In most legends Artemis is the shy huntress who chases the deer and the wild boar on the mountains with her silver bow. She loves the company of her nymphs alone and has sworn to keep away from man. One hunter, Actaeon, who spied on her as she was bathing, was even changed into a deer and run down by his own dogs as a punishment for his daring.
Yet there is a story that Artemis fell in love with Endymion, a shepherd who kept watch among the hills. Great was the love between the handsome, dark-eyed shepherd and the silver goddess who caressed him nightly with her beams. But since men grow sick and old while goddesses are forever young, Artemis could not possess Endymion always in the vigor of his youth. Therefore while he was still young, she sent upon him an enchanted sleep in which he might lie eternally, unheeding the lapse of time. In the shelter of a little cave on a high mountain side, on a couch of leaves and grass lies Endymion, sleeping forever, still rosy and youthful as in life. Month by month when the silver light of the full moon steals quietly in and caresses him, he smiles in his dream, and the moon goddess smiles at him and then passes silently on.

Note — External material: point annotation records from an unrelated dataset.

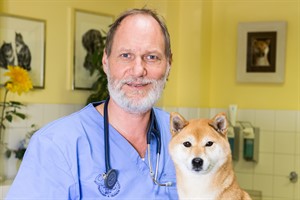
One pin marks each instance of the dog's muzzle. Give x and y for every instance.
(197, 164)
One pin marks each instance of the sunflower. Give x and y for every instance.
(19, 80)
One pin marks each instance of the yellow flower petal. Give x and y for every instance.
(19, 80)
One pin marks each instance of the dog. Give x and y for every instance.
(260, 52)
(201, 154)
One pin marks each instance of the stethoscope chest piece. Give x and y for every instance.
(110, 178)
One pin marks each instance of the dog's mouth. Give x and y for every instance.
(197, 164)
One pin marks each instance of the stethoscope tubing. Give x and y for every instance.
(111, 175)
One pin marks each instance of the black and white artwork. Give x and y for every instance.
(261, 52)
(88, 29)
(15, 53)
(22, 43)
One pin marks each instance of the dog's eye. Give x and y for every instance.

The love of Aurora for Tithonus was more tragic than this. Tithonus was a prince of Troy and marvelously handsome, so that the golden Dawn carried him away to her palace in the East, there to live with her in joy forever . She even went up to Olympus to ask Zeus for the gift of immortality for her love, but though Zeus consented to her prayer, she forgot to ask also for the gift of eternal youth.
For a while the lovers lived in joy in the many colored house of Aurora, which stood by the ocean shore at the farthest edge of the world. At last, however, the hair of Tithonus grew grey, then white; his face became furrowed and his limbs bowed. For a long time he goddess tended him carefully, though more like a daughter than a wife. Finally the wits of the poor, toothless old man began to fail him, and his trembling legs would no longer support his frame, then the goddess lifted him gently up, laid him on a great bed in an inner room, and quietly closed the brazen doors.
There, one story says, he lies for ever, each year a little weaker and more shrunken, babbling foolishly in a high quaver to himself. Some say, however, that he was changed into the grasshopper and that the little creature with the high, shrill voice and lean, shrunken limbs is all that is left of Tithonus, who was once beautiful and lived with the gods.